Here's a look at probability for temperatures above or below average in the next 6-10 days:

and here's the potential for above or below average precipitation for the next 6-10 days:

 

When you look at what the models are saying a lot of this makes sense. An enormous ridge of high pressure will anchor across the great basin. It's so large that it will keep the jet stream and the storm track well up into Canada. This means dry and warm conditions are very likely for a lot of the areas the CPC Outlooks above outline. Here's a look at the Euro Ensemble with ridging for the next week:


Weather Pattern Next 8-14 days (1-2 weeks)
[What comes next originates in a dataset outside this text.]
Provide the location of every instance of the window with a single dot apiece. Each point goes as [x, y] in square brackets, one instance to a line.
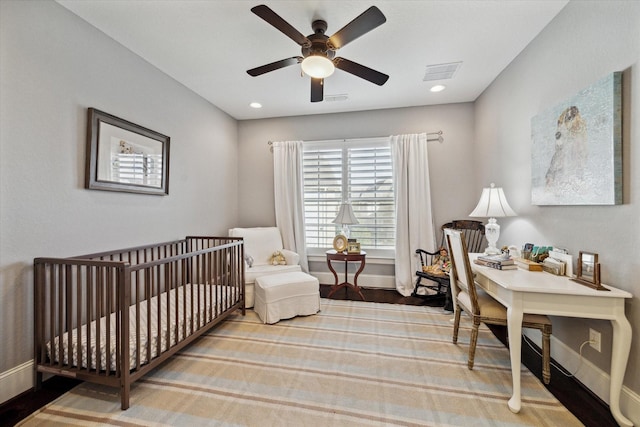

You're going to see a lot of the same for the period after 1 to 1.5 weeks. Here's the 8-14 day temperature probabilities:

 

and the 8-14 precipitation probabilities:

and just like the 6-10 day outlook I'll provide the Euro Ensemble 500mb heights for next week:

Can you see why a meteorologist looking at these outlooks would have higher confidence in hotter and dryer conditions over wetter and cooler?


Summary

So to sum everything up in a short, neat little sentence; it is highly likely that hot and dry conditions will stay with us in Colorado for at least the next 2 weeks. I do see the potential of an occasional "cool-down" here and there but those look like they drop us from the mid 90's to the upper 80's... not exactly what I'd call a "cold front." Make sure you're prepared for the heat and be careful because with all this vegetation we've seen grow; it could very quickly dry out and begin to cause fire issues.

If I fast forward ahead into July on the weeklies I see a lot of ridging well into July... but the models are not super set on where it sets up and how intense it is. Keep in mind, a ridge is required to kick our monsoon off so it may not necessarily be a bad thing that we still see this looking so far forward.